A new Cambodian play, “Agangamasor,” will be performed for the first time in late June in the United States after many years of effort in bringing it to life by a Cambodian cultural team.
“Agangamasor” is an epic of Brahmanism dedicated to the deity Preah Eysor, his queen Oma Phakavatey, Brahma, and the god Preah Noreay. The story precedes the Ramayana and explains the rationale behind the endless war between Rama and Ravana.
The story begins with Agangamasor, a guard at Preah Eysor’s palace, becoming frustrated with the visiting angels who tap his head till he becomes bald. To stop these repeated insults, Preah Eysor gives his guard magical powers for self-defense.
Agangamasor uses his magic to depose Preah Eysor. The god Preah Noreay learns of this and transforms himself into a beautiful angel, defeating the former guard through trickery. The two are reborn in later lives as the rivals Ravana and Rama, whose battles inspire the Ramayana.
“I finished writing this play long time ago, but it took us so long to rehearse it because we don’t have much time,” playwright and composer Say Sara told VOA Khmer recently.
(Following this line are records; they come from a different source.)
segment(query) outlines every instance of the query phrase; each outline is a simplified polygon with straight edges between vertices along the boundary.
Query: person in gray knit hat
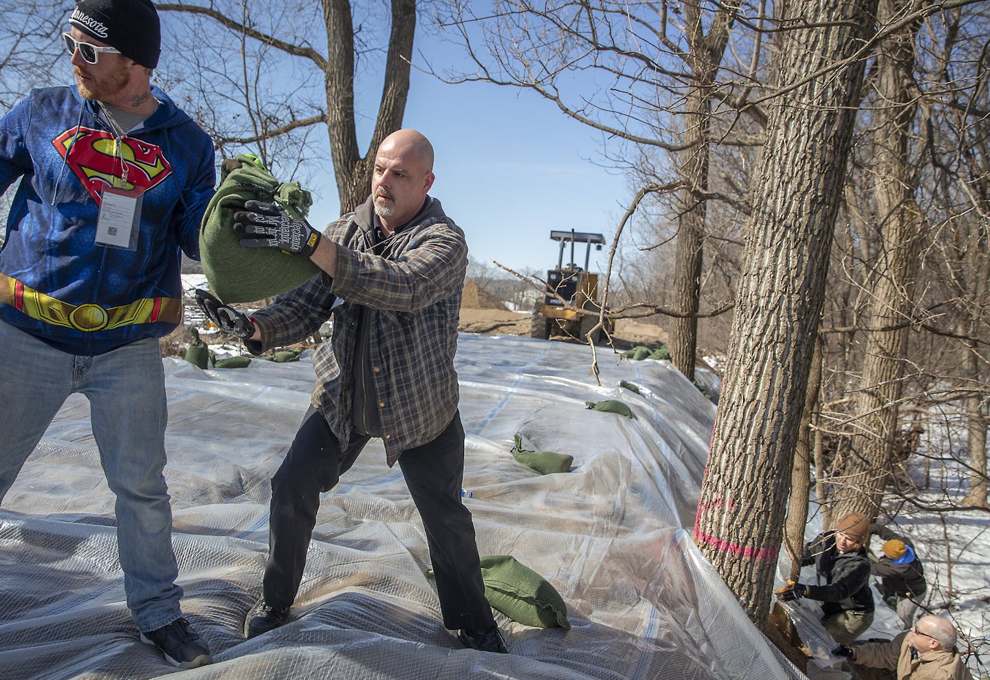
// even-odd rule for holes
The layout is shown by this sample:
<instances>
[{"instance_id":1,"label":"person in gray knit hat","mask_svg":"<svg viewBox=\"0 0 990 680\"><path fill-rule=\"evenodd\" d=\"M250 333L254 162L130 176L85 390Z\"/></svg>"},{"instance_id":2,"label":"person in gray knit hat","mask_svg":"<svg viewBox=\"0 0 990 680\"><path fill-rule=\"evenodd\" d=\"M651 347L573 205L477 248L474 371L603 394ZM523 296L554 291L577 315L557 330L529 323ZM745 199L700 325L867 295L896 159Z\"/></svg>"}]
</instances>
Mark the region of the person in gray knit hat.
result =
<instances>
[{"instance_id":1,"label":"person in gray knit hat","mask_svg":"<svg viewBox=\"0 0 990 680\"><path fill-rule=\"evenodd\" d=\"M148 0L79 0L68 23L76 87L32 90L0 119L0 193L17 187L0 249L0 501L85 395L138 637L194 668L212 659L176 584L158 339L182 316L180 249L199 259L213 143L150 83Z\"/></svg>"}]
</instances>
Dancers and instructors were only able to meet half a day on each Sunday.
Say Sara joined music master Chum Ngek, who prepared the score, and Mani Masady, who choreographed the dance style.
“We the people at Puthi Karam pagoda think that since we are away from our homeland, we have to do something to preserve Khmer identity,” Masady Mani, who instructs dance at the Cambodian Buddhist Society, told VOA Khmer.
Ung Sochietah, who has performed the role of Asura for Maryland’s Khmer Heritage Association since 1976, takes on the role of Preah Eysor in this new play.
“I am so lucky to have an instructor [who was] best known for performing the Asura role to train me,” said Ung Sochieta, adding that many former royal ballet instructors have provided him some coaching.
Say Raci, who is Sara’s wife and one of the fundraisers for the troupe, said that donations to support the team have come mainly from performers’ parents, who wish to preserve their culture.
Thirty-six performers, instructors and musicians will make their first performance on Saturday, June 27, at the Clarice Smith Performing Arts Centre at the University of Maryland.